Rufisque Ouest / Lutte contre l’immigration clandestine : « Les structures publiques pour la formation des jeunes font cruellement défaut à Rufisque. Pourtant c’est la seule solution pour fixer les jeunes au pays ». (El Hadj T. Mbaye, Rufisque Ouest

Featured Video Play Icon

Après la mort de 60 migrants africains dont de jeunes sénégalais, noyés au large de la Mauritanie en tentant de gagner l’Europe, les autorités locales commencent à réagir.

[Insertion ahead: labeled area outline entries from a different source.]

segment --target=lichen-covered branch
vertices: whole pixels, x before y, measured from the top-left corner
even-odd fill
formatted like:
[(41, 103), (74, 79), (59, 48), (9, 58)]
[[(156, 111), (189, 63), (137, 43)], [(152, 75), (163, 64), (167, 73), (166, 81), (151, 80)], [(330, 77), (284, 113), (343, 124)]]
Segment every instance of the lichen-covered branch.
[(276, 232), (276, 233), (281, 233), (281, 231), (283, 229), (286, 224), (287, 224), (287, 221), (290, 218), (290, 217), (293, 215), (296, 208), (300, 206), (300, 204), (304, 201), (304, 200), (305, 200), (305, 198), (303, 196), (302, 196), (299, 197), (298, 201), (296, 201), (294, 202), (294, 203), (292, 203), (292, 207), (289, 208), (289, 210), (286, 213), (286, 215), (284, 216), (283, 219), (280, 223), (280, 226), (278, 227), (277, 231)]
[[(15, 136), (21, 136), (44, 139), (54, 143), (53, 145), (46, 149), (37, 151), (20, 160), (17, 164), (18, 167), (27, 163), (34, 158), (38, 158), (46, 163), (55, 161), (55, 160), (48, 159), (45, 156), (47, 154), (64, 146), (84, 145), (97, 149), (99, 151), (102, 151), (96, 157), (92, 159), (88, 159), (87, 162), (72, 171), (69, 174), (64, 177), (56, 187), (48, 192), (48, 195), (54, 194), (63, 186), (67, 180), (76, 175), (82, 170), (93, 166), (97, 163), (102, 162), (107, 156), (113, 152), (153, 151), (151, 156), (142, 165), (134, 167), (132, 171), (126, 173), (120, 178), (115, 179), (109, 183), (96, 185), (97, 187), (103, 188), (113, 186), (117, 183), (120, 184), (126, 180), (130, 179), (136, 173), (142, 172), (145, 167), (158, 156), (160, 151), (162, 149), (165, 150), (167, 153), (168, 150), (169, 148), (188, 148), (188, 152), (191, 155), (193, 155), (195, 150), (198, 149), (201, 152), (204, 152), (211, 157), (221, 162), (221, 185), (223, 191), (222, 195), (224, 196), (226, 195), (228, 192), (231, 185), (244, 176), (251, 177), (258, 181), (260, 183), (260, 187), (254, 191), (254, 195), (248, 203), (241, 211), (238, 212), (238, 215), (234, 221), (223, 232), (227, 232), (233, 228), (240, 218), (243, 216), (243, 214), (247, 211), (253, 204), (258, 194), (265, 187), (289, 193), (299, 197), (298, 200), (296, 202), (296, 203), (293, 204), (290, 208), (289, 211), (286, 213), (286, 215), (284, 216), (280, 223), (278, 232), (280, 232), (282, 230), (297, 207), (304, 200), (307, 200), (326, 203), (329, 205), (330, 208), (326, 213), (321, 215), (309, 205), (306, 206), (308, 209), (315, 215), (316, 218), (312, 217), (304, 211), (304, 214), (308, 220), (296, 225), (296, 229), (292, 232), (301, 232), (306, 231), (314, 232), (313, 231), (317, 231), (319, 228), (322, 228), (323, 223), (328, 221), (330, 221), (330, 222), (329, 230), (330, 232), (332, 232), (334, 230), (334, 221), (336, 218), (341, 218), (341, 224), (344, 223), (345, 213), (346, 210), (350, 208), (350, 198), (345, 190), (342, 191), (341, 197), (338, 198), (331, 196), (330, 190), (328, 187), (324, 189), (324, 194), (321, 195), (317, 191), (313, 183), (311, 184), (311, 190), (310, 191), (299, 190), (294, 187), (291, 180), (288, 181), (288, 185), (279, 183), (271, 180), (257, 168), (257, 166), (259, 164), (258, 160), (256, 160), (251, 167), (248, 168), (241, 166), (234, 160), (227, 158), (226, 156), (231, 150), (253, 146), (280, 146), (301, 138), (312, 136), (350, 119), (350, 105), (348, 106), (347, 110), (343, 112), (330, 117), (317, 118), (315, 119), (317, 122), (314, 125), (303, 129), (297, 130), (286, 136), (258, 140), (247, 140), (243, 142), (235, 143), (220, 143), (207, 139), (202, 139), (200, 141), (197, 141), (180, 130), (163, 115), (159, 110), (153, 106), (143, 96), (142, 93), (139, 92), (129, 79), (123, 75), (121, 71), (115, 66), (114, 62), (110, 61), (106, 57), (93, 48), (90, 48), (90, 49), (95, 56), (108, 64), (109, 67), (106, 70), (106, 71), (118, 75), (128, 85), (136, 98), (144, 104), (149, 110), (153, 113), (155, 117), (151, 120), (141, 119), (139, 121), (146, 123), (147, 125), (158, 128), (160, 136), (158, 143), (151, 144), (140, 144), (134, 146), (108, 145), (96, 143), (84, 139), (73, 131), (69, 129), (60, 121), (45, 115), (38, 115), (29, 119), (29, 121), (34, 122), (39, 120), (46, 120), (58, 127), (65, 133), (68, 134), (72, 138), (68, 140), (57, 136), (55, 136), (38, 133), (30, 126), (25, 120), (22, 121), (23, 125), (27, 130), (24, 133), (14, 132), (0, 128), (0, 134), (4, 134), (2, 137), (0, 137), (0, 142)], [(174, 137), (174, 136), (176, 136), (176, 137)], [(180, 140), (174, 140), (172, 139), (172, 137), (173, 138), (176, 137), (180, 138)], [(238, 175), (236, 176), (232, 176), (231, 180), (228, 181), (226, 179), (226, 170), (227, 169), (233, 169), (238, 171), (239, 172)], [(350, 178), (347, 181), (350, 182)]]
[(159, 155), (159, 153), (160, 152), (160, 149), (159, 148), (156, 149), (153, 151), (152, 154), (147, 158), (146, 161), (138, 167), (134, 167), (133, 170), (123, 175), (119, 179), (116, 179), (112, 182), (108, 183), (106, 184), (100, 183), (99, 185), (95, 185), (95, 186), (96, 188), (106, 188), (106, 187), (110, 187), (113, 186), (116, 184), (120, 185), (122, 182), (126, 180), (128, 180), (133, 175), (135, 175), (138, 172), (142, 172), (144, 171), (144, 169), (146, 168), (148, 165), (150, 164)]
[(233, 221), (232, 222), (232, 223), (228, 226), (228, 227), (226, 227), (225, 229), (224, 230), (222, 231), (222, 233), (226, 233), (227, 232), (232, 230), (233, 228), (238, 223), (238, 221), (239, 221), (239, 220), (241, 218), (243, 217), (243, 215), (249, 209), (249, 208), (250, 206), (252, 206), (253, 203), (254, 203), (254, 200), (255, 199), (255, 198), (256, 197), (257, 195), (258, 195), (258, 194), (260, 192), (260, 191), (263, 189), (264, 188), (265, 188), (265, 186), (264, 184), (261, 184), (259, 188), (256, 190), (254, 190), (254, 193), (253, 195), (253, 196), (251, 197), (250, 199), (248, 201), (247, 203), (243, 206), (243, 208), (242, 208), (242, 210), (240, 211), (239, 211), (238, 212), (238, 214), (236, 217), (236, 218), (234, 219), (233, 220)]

C’est le cas de la Commune de Rufisque Ouest, où, selon le président de la commission Education et formation, El Hadj Tamsir Mbaye, « Nous avons des jeunes qui vivent dans les quartiers de pécheurs comme Diokoul. Ils prenaient souvent des pirogues pour aller en Europe. Nous avons jugé judicieux de tenter de les fixer au pays à travers des formations. »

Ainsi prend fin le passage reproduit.